ANDREJ: So I think people have to kind of reframe things — not to work in the existing paradigm of what things existed and just think of it as a speed-up of what already exists. It's actually that new things are available now. And going back to your programming question — that's also an example of working in the old mindset, because it's not just about programming becoming faster. This is more general information processing that is now automatable. So it's not even just about code. Previous code worked over structured data, right? But for example, with my LLM knowledge bases project — basically, you get LLMs to create wikis for your organization or for yourself personally — this is not even a program. This is not something that could have existed before, because there was no code that would create a knowledge base from a bunch of facts. But now you can just take these documents and basically recompile them in a different way, reorder them, and create something that is new and interesting as a reframing of the data. And so these are new things that weren't possible. I keep trying to get back to that question: not only what can we do that already existed but faster, but what are the new opportunities — things that couldn't be possible before? And I almost think that's even more exciting.
V. What's Obvious by 2026
STEPHANIE: I love the MenuGen progression and dichotomy that you laid out. I'm sure many folks here followed your own progression in programming from last October to early January and February of this year. If you extrapolate further — what is the 2026 equivalent of building websites in the '90s, building mobile apps in the 2010s, building SaaS in the last cloud era? What will look completely obvious in hindsight that is still mostly unbuilt today?

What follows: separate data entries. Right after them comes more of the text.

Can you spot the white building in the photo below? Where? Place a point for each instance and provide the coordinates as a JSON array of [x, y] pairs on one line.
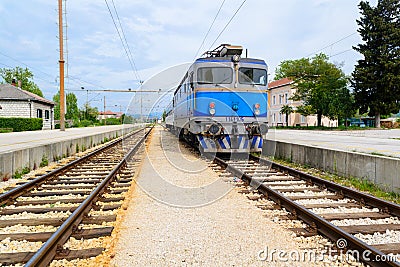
[[15, 102], [280, 93]]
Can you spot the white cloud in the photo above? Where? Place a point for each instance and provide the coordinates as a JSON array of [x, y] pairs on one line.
[[163, 33]]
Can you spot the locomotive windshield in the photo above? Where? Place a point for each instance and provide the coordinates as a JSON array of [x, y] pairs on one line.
[[252, 76], [214, 75]]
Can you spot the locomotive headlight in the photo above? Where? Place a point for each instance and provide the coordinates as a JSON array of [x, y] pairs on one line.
[[214, 128], [257, 109], [235, 58], [212, 108], [263, 128]]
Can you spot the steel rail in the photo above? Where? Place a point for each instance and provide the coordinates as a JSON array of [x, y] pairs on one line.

ANDREJ: Well, going with the example of MenuGen, a lot of this code shouldn't exist — it's just a neural network doing most of the work. I do think the extrapolation looks very weird because you could basically imagine... you could imagine completely neural computers in a certain sense. You feed raw video or audio into basically what's a neural net, and it uses diffusion to render a UI that is kind of unique for that moment. And I kind of feel like in the early days of computing, people were a little bit confused as to whether computers would look like calculators or whether computers would look like neural nets — in the '50s and '60s it was not really obvious which way it would go. And of course we went down the calculator path and ended up building classical computing. And then neural nets are currently running virtualized on existing computers. But you could imagine — I think — that a lot of this will flip, and that the neural net becomes kind of the host process and the CPUs become kind of the co-processor. So we saw the diagram of how intelligence compute for neural networks is going to take over and become the dominant spend of flops. You could imagine something really weird and foreign, where neural nets are doing most of the heavy lifting, using tool use as a kind of historical appendage for some deterministic tasks, but what's really running the show is these neural nets. You can imagine something extremely foreign as the extrapolation, but I think we're going to get there sort of piece by piece. And that progression is TBD, I would say.
[laughter]
VI. Verifiability and Jagged Skills
STEPHANIE: I'd like to talk a little bit about this concept of verifiability — the fact that A.I. will automate faster and more easily in domains where the output can be verified. If that framework is right, what work is about to move much faster than people realize? And what professions do people think are safe but are actually highly verifiable?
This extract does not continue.